2. He ever lives above for me to intercede,
His all-redeeming love, His precious blood to plead.
His blood atoned for all our race …

    Sometimes this is rephrased “for every race”
And sprinkles now the throne of grace.

3. Five bleeding wounds He bears, received on Calvary.
They pour effectual prayers; they strongly plead for me.
“Forgive him, oh, forgive,” they cry …
“Nor let that ransomed sinner die.”

4. The Father hears Him pray, His dear Anointed One;
He cannot turn away the presence of His Son.
His Spirit answers to the blood …
And tells me I am born of God.

    The Trinitarian theology of this stanza is a powerful feature of the hymn.

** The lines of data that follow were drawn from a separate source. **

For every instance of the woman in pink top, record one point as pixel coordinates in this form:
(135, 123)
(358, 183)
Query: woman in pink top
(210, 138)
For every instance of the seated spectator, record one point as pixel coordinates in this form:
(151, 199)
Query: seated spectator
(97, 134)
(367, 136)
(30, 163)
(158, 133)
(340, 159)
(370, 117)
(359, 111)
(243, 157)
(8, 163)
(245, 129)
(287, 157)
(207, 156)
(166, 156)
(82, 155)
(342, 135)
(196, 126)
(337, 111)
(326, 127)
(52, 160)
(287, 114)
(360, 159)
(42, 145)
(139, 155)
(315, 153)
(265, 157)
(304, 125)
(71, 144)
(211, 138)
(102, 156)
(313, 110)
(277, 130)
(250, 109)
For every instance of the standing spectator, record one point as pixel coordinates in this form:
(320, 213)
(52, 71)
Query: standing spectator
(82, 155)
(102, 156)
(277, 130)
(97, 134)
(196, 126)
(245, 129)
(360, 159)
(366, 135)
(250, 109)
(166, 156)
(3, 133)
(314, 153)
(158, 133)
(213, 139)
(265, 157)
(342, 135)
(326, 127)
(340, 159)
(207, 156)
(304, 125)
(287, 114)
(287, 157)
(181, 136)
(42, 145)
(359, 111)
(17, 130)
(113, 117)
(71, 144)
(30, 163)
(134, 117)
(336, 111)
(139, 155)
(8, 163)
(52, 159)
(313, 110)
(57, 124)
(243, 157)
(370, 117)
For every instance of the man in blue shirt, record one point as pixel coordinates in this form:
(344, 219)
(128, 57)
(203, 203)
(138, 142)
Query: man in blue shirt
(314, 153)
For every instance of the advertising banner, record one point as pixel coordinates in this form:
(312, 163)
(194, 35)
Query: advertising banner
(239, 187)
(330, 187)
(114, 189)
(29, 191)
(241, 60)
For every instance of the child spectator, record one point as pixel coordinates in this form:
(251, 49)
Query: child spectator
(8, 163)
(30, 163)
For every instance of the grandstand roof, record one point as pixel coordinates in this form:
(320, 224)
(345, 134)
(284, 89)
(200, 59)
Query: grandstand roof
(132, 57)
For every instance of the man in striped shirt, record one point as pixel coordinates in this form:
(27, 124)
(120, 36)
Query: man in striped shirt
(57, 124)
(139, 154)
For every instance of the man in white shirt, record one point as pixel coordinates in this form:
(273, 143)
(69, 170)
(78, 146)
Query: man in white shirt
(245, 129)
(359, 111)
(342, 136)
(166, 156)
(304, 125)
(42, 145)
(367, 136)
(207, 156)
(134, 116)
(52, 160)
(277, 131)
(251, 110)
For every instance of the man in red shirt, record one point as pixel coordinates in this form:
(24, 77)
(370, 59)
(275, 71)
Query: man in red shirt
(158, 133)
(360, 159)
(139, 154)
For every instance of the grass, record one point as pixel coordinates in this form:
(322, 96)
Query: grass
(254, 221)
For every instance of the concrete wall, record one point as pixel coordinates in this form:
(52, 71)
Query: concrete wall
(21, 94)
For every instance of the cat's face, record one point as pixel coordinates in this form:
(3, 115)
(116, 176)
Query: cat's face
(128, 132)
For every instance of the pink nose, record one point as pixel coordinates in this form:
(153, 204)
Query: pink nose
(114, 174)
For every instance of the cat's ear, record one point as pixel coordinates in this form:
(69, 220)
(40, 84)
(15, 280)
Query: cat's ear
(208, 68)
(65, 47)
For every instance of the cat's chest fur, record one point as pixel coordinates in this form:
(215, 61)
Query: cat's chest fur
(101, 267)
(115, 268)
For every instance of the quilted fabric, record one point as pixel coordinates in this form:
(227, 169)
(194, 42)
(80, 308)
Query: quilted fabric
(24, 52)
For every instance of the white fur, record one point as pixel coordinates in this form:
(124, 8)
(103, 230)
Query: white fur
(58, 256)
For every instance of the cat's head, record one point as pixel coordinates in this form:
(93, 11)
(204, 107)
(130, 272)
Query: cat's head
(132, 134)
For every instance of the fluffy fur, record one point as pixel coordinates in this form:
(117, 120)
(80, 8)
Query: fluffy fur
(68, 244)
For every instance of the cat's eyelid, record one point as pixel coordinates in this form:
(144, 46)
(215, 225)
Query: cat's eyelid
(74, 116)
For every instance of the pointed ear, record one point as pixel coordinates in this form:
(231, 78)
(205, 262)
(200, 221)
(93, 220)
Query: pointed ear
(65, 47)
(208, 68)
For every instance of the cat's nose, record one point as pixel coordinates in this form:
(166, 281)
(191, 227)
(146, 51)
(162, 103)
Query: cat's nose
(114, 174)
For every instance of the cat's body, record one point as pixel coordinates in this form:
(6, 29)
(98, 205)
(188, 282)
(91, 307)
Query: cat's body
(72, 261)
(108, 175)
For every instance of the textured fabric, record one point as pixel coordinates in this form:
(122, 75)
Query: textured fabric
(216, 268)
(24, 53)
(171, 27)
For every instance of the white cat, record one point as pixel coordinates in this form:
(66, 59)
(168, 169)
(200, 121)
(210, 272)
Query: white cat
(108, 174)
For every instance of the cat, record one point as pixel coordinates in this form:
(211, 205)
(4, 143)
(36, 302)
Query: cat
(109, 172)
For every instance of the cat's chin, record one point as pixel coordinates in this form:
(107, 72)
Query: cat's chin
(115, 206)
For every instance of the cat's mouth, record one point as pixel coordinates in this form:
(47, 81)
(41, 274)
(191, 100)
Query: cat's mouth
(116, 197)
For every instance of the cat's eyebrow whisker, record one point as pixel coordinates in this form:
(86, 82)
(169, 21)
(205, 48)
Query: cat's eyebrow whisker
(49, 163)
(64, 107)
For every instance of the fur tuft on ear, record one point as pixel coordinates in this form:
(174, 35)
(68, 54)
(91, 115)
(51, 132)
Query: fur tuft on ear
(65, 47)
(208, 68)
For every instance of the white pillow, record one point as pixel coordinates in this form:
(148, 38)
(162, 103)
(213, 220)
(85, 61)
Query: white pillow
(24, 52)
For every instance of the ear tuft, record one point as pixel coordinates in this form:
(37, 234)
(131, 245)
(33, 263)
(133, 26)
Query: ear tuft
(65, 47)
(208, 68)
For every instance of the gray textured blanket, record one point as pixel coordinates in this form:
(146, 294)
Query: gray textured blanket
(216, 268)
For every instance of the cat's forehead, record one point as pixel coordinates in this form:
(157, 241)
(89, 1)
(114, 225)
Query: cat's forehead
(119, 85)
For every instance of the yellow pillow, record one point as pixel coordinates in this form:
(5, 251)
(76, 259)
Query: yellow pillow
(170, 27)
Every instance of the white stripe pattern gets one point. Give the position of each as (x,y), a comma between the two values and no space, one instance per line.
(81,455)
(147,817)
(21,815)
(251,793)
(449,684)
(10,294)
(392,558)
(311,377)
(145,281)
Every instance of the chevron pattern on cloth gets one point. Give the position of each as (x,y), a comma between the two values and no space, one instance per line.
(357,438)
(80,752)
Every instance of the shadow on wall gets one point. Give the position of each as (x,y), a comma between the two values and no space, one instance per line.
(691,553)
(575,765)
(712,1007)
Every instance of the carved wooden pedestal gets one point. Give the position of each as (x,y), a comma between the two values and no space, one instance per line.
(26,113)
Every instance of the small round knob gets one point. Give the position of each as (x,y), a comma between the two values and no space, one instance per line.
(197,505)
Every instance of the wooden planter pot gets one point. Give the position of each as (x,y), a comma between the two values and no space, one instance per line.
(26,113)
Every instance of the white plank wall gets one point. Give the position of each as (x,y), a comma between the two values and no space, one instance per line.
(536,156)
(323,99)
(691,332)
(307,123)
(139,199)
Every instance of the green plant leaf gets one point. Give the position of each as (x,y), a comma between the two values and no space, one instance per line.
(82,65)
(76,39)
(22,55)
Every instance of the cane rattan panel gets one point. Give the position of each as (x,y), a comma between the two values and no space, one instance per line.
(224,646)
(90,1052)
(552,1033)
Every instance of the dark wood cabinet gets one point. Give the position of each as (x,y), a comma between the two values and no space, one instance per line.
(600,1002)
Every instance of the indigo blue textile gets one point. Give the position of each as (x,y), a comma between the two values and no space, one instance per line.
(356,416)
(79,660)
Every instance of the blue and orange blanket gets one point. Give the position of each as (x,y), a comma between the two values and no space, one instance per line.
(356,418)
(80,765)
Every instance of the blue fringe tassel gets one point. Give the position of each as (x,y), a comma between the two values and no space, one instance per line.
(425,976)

5. My God is reconciled; His pardoning voice I hear.
    The direction of the act, “reconciled,” is ambiguous in this line. We should understand it as God reconciling us to Himself (as in “my God has reconciled”). That then conforms to “His pardoning voice.”
He owns me for His child; I can no longer fear.
With confidence I now draw nigh …
And, “Father, Abba, Father,” cry.

The third line of each verse—with its short phrase, repeated—is a departure from Wesley’s original. The original tune did not require or include the repetition. But I like how that line, from verse to verse, makes its own powerful statement:

    Before the throne my Surety stands
    His blood atoned for all our race
    “Forgive him, oh, forgive,” they (the wounds of Christ) cry
    And tells me I am born of God
    With confidence I now draw nigh.

We have a Savior at the right hand of God, whose blood atoned for the sin of the world. He pleads our forgiveness, on the basis of His wounds; He assures us we are born of God. So, we now have confidence to draw near to the throne of grace.

What a hymn! What a Savior!


Chuck King is Music Director of New Covenant Church of Naperville.

1 “Arise, My Soul, Arise,” No. 199 in The Hymnal for Worship and Celebration.
2 I direct the Windsor Chorale at Covenant Living Retirement Community in Carol Stream.